O discurso religioso parodístico no conto “A igreja do diabo” de, Machado de Assis.

O discurso religioso parodístico no conto “A igreja do diabo” de, Machado de Assis.

Bognar Ronay

RESUMO: No presente texto, refletimos sobre algumas instâncias da paródia, pois ela é inquestionavelmente, uma sofisticada forma de expressão, conforme postula Ferreto. Nosso objetivo é explorar em como o narrador constroi esse emaranhado de significados entre o sagrado e o profano apossando-se do efeito parodístico desafiando o leitor a preencher as entre linhas.

PALAVRAS CHAVE: paródia. Narrador. Sagrado. Profano.

No conto “A igreja do Diabo”, nosso objeto de análise, está presente sarcasticamente o discurso parodístico religioso. A paródia é um dos elementos muito utilizado para se reproduzir total ou parcial um determinado discurso. Santana (1999) postula “que o texto parodístico faz exatamente uma re-apresentação daquilo que havia sido recalcado. Uma nova e diferente maneira de ler o convencional. [...] É uma tomada de consciência crítica.” Acrescenta ainda que “é um ato de insubordinação contra o simbólico, uma maneira de decifrar a Esfinge da Mãe Linguagem.” Nosso propósito é meditar em como o narrador de posse dessa ferramenta (a paródia) constroi esse amplo campo imagético.
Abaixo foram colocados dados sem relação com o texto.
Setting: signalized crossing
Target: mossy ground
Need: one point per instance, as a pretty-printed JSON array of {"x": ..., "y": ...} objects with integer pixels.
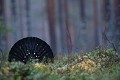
[{"x": 95, "y": 65}]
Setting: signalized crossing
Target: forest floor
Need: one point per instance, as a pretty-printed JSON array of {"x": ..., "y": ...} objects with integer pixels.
[{"x": 94, "y": 65}]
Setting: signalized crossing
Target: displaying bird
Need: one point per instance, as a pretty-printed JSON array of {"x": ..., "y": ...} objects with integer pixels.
[{"x": 30, "y": 48}]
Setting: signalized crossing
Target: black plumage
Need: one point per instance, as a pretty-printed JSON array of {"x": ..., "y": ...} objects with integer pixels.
[{"x": 30, "y": 48}]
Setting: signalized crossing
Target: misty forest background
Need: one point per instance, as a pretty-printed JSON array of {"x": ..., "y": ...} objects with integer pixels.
[{"x": 68, "y": 26}]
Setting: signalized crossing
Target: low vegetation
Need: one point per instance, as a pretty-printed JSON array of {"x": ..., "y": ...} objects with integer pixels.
[{"x": 95, "y": 65}]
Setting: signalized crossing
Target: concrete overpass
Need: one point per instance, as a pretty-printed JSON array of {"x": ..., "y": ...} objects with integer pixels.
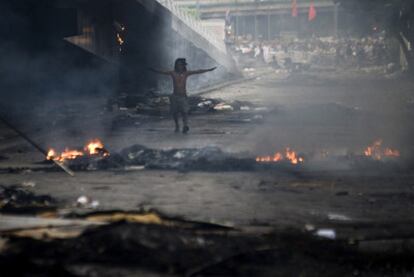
[{"x": 268, "y": 18}]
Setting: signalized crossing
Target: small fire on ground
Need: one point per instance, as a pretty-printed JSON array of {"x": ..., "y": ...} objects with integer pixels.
[
  {"x": 289, "y": 155},
  {"x": 93, "y": 148},
  {"x": 377, "y": 152}
]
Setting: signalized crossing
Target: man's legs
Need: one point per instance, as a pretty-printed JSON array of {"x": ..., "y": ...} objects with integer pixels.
[
  {"x": 185, "y": 122},
  {"x": 177, "y": 124}
]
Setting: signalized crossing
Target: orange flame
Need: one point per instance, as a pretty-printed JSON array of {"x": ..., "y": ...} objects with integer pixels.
[
  {"x": 94, "y": 147},
  {"x": 377, "y": 152},
  {"x": 289, "y": 155}
]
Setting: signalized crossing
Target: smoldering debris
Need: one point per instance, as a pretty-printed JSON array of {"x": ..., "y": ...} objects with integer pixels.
[
  {"x": 206, "y": 158},
  {"x": 213, "y": 158},
  {"x": 16, "y": 199},
  {"x": 155, "y": 104}
]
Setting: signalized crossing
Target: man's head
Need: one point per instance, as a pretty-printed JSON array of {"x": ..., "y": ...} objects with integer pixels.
[{"x": 180, "y": 65}]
Não pretendemos esgotar as reflexões em torno do assunto, mas sim projetarmos algumas ponderações, para tanto, selecionamos quatro instâncias da paródia das quais nosso estudo permeará, a saber: transcontextualização, problematização, recontextualização e autorreflexividade.

Hutcheon (1985) apud Carvalho (2012) reflete sobre esses quatro pontos e assegura que a paródia é “um fenômeno presente na tradição artística, mas analisando-a através da reconsideração de sua natureza e função à luz da modernidade.” Acrescenta ainda que “a paródia é repetição com diferença, um modelo complexo de transcontextualização, inversão e revisão crítica que remete à arte moderna a sua tradição.” O poder de reflexão que a paródia promove será mais profundo tanto quanto a proporção de conhecimento geral que o leitor analista possuir. Essa interferência de reflexão que a paródia convida o leitor a realizar só será consumada se ele conseguir preencher as lacunas propostas pelo novo. Ela “sempre assume o papel de elemento problematizador, levando o receptor a pensar e reavaliar determinadas convenções estéticas.” Dessa forma, apropriando-se de um texto ou discurso A (hipotexto) através da intervenção parodística produzirá outro discurso ou texto B (hipertexto) atribuindo-lhe novo significado. A esse processo, nomina de recontextualização. Observando esse assunto, afirma que “para a crítica, a paródia é uma das formas mais importantes da moderna autorreflexividade.” A paródia sempre irá causar certo estranhamento, um tipo de elemento indigesto.

O narrador abre o conto imprimindo completamente o distanciamento entre o texto e si próprio “Conta um velho manuscrito beneditino”, em outras palavras é o mesmo que dizer: não tenho nenhum envolvimento com o que aqui será dito, estou simplesmente reproduzindo o que li. Ao posicionar-se dessa forma o narrador transfere a culpa para aqueles foram responsáveis numa determinada época pelo ensino religioso (os beneditinos), afirmar que os mestres teriam escrito essa narrativa é de certa forma uma crítica aos humanos praticantes da religião.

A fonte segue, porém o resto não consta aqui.